Today I learned about Logistic Regression and applied it to the S&P500 to predict tomorrow’s movement, up or down. Something that can be used for prediction markets.
Linear Regression attempts to quantify a specific value, like predicting the exact value of a stock each day.
Logistic Regression is a classification algorithm. It doesn’t care about exact numbers, only movement, up or down.
With a Bachelor in Finance, I was quite surprised to not have been exposed to this model. Very interesting and quite useful.
For this project, I used 5 years of data of SPY to train the model. I imported the necessary libraries and downloaded the data with yfinance.
Afterwards, we needed to manipulate the dataframe a bit. We need our model inputs. For this project I decided to keep it simple and only included 2 lags: 1 day returns and 2 day returns.
The preprocessing steps
- Calculate Returns: we transform raw prices into daily percentage changes.
- Create Lags: we use shift(1) and shift(2) to create features based on the previous two days.
- Define the Target: we use astype(int) to create a binary target: 1 if the price went up, and 0 if it stayed flat or dropped.
- Lookahead Bias: by using lags as features (X), we ensure the model only sees what happened yesterday to predict tomorrow. If the model sees today’s data to predict today’s price, it’s not learning, it’s cheating.

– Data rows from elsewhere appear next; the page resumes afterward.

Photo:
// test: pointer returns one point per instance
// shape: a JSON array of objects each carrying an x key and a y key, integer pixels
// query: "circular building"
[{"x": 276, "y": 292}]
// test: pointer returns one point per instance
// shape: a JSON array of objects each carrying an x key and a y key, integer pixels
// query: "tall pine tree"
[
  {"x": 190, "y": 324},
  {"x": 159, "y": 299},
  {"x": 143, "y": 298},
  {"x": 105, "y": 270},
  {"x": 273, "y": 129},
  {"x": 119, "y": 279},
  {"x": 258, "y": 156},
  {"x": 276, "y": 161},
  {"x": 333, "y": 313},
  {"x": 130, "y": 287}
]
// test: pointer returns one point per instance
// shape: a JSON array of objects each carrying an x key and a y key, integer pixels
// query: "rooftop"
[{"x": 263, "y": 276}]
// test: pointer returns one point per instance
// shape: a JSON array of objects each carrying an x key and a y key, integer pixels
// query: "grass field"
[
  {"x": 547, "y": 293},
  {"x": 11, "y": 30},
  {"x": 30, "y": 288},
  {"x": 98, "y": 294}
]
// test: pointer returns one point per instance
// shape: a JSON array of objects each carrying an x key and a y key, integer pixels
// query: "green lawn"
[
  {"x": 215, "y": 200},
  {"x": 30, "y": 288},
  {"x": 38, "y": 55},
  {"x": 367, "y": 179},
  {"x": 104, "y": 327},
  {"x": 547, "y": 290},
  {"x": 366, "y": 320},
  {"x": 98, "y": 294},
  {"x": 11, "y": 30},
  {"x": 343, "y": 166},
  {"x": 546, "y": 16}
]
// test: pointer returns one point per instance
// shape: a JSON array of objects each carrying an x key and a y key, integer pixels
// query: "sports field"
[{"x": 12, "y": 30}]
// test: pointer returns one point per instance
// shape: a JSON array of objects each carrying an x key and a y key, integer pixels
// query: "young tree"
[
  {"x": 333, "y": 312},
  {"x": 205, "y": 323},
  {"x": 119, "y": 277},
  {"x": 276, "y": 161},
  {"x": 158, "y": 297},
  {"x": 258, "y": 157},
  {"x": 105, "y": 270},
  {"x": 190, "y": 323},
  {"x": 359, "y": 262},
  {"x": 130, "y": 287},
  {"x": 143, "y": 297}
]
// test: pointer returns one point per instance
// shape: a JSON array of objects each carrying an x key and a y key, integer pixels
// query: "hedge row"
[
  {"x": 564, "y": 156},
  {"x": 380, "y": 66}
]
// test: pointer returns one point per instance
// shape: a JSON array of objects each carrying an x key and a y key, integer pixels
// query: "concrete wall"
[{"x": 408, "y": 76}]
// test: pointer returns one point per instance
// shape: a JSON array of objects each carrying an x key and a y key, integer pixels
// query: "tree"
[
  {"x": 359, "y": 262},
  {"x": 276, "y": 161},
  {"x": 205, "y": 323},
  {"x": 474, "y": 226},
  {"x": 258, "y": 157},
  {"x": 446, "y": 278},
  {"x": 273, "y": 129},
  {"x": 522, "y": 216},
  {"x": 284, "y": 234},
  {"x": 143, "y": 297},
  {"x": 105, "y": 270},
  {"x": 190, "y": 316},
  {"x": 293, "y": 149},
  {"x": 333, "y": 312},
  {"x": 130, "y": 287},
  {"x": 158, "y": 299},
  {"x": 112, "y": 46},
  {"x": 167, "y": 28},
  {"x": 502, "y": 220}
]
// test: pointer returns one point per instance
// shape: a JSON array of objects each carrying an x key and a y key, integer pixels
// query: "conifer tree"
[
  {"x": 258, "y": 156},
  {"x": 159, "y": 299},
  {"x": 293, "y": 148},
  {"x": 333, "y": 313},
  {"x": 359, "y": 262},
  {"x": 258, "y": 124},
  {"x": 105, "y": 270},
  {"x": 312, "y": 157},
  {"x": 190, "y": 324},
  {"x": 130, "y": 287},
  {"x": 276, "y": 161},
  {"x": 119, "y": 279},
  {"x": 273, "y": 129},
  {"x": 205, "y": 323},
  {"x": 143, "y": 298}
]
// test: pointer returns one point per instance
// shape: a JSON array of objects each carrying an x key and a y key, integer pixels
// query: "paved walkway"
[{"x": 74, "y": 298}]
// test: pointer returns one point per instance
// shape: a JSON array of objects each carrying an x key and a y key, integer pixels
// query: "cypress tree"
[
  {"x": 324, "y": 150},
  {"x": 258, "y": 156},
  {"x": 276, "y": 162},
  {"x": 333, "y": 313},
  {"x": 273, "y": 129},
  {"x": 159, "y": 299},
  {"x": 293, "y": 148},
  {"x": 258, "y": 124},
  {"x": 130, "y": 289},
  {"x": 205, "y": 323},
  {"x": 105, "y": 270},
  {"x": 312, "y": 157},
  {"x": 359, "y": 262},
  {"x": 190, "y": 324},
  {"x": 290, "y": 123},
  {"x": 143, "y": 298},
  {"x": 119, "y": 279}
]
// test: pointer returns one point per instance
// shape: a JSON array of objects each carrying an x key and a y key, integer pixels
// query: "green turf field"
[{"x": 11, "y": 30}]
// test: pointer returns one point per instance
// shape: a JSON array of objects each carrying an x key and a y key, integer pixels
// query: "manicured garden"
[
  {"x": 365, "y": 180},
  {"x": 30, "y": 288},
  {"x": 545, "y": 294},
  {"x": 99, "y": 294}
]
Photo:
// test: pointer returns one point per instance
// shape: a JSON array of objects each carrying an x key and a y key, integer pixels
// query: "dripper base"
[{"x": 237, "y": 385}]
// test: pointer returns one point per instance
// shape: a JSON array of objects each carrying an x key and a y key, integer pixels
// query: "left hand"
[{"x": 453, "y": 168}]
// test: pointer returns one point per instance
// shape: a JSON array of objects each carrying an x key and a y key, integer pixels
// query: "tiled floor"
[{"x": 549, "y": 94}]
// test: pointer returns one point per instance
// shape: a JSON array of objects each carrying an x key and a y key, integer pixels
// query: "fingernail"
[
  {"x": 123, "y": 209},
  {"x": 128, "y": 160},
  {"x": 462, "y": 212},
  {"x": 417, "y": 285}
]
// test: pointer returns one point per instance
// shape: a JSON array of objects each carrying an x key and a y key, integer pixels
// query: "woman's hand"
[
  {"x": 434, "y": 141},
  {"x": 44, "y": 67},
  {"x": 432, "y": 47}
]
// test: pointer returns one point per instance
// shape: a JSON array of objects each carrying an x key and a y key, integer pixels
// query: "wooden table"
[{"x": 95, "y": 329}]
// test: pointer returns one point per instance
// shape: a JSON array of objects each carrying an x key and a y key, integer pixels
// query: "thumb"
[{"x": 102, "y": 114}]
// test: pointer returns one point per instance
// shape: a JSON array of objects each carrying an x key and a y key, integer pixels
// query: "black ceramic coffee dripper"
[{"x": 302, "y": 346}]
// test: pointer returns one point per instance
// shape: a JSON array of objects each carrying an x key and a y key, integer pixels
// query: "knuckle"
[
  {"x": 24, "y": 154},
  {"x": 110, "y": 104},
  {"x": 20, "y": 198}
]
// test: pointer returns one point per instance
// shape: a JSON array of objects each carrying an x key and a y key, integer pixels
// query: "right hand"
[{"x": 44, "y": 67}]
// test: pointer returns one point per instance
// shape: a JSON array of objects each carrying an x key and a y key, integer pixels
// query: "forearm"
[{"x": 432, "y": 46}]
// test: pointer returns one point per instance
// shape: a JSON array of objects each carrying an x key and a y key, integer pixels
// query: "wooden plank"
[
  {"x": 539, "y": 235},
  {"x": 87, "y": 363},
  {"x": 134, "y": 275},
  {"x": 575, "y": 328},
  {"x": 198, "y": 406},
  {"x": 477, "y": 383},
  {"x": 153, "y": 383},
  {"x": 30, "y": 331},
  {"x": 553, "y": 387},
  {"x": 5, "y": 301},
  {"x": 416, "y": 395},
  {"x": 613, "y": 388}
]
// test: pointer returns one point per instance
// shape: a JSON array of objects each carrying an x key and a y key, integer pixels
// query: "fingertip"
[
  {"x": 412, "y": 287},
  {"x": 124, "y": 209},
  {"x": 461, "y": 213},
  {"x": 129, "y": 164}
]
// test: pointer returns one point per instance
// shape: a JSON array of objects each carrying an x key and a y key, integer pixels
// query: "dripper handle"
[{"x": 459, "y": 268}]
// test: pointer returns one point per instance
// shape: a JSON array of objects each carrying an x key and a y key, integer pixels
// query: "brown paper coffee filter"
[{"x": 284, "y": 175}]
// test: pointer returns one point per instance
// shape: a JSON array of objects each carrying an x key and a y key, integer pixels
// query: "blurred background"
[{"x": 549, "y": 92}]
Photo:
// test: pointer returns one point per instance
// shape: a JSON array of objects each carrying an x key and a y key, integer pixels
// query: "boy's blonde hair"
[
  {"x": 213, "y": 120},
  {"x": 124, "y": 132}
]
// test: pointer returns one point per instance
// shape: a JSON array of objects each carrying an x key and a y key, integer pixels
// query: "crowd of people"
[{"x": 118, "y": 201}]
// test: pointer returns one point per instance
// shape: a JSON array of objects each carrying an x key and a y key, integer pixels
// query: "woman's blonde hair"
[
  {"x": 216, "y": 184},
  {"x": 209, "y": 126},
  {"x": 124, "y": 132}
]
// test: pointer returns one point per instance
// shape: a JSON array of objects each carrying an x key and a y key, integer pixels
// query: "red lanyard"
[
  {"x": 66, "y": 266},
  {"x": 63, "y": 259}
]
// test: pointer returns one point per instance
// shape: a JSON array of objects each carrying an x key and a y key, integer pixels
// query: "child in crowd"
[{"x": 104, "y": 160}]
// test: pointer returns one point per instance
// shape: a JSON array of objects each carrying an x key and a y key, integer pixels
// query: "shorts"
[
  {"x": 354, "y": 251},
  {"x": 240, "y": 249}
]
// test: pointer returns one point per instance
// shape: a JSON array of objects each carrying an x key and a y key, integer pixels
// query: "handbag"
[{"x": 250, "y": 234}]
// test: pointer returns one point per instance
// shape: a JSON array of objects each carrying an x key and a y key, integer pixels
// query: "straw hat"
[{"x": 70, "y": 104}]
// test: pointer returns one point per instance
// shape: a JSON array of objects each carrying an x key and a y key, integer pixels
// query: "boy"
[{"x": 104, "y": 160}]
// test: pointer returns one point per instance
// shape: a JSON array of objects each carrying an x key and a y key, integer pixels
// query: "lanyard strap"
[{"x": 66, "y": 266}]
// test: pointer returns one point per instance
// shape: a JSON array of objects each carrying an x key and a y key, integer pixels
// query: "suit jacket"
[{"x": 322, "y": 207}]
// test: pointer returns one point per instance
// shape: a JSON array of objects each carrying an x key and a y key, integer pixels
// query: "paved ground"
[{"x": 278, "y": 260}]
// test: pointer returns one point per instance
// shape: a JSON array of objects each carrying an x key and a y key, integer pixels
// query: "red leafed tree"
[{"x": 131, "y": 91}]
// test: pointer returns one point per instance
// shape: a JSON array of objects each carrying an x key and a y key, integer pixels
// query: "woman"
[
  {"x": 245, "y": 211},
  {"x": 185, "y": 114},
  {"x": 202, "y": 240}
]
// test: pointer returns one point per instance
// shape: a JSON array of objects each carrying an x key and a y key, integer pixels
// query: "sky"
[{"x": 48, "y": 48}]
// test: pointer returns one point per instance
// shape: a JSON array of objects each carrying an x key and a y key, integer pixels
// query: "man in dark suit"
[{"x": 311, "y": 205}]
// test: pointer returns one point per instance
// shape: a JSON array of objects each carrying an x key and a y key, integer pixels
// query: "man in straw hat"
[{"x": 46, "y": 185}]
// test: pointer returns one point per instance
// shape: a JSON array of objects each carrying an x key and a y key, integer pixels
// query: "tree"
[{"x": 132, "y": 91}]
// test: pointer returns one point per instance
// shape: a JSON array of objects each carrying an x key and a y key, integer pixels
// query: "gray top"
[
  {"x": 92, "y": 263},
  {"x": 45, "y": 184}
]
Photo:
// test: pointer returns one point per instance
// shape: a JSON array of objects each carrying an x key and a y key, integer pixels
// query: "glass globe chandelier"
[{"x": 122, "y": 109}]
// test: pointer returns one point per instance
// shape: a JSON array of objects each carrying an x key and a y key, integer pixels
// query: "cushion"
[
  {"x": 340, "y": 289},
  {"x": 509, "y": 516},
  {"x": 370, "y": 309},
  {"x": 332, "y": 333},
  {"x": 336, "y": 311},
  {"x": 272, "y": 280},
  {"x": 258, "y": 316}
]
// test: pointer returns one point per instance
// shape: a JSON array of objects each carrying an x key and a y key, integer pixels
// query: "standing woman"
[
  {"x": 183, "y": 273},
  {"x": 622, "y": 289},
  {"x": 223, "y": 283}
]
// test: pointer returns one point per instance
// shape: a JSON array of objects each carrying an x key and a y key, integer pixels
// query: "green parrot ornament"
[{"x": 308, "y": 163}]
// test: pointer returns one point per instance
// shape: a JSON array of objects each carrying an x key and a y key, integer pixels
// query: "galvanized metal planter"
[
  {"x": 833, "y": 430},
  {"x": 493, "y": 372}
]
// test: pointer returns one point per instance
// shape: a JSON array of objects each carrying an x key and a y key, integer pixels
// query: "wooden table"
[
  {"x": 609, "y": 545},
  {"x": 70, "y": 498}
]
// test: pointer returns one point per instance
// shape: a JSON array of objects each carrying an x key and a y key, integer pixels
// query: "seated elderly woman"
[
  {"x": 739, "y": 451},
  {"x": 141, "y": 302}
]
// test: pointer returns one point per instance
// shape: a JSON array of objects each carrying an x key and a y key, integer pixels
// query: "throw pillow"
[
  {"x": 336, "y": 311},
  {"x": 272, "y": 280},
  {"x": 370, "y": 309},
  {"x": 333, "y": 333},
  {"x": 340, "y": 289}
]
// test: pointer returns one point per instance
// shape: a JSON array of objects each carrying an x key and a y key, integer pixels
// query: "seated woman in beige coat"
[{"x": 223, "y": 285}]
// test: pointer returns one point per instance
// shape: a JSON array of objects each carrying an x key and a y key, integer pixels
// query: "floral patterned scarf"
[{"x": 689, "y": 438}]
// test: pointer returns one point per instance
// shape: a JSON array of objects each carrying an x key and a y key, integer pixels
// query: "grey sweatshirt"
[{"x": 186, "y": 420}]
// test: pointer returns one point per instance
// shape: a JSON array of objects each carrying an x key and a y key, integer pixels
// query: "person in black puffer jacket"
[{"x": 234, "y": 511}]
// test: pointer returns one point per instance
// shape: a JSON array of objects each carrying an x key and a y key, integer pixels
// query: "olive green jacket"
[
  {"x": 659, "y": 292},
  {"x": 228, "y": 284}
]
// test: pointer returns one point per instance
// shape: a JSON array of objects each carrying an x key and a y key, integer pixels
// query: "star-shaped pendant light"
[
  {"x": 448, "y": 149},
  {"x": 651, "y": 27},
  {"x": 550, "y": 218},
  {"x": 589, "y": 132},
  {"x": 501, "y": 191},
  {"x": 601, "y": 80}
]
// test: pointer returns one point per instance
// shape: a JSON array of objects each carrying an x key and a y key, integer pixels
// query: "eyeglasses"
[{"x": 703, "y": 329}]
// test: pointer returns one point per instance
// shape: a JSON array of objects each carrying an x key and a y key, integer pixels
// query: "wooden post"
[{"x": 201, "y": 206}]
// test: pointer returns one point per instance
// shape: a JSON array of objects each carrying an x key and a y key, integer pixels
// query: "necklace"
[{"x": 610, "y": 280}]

Afterwards, we need to separate the data between training and testing. I used an 80/20 chronological split: the first 80% of observations for training, and the final 20% for testing. This keeps the test period in the future relative to the training period, which matters when working with market data. More training data can help, but only if the relationships in the data remain somewhat stable. With markets, that assumption is always questionable.
We are now ready to train the model. Using the sklearn library we initially imported, we use .fit() to train the model.
Here I learned about the C parameter in the model. Regularization. It is essentially the level of strictness of the model. I kept the C relatively high for this project, so overfitting might be present.
In the next step we used the model on our test data. The results were as expected.
Looking at the summary statistics of the model, we can see that neither of the indicators gives strong evidence of being useful for predicting the next day’s price. This suggests the model was not finding much signal in the lagged returns. Most of its apparent accuracy came from leaning into the market’s upward bias. A p-value around 0.3 gives me no strong evidence that the feature is useful here.
Flaws and biases
- The model predicted the market would go “Up” 261 times out of 263.
- The problem: it only predicted “Down” 2 times.
- The bullish trap: because the S&P 500 tends to go up over time, the model learned that by simply saying “Up” constantly, it can maintain a 57% accuracy rate without actually understanding the market’s randomness.
- The 70% confidence threshold: when I raised the requirement to a 70% probability, the accuracy plummeted to 42.5%. This is the most honest part of the results. It shows that when the model is “sure” of itself, its confidence is not reliable. This does not automatically mean the opposite trade would work, but it does show that the model’s strongest signals were not trustworthy.
Conclusion
A good lesson between accuracy and truth. While the model had an accuracy above 50%, the confusion matrix revealed a strong bullish bias. The model didn’t find a pattern, it just found a trend.
In the future, looking beyond price lags and including signals such as volatility, moving averages, and volume may give the model better inputs. But better features would still need to be tested carefully out of sample, because more inputs can also create more ways to overfit.
This was the first of many projects coming on the way. I am not chasing fame. I want a diary of my own for learning and maybe inspire others to do the same. I don’t call myself a quant or want to be one. Each failed model is just another iteration.
Enjoy the walk.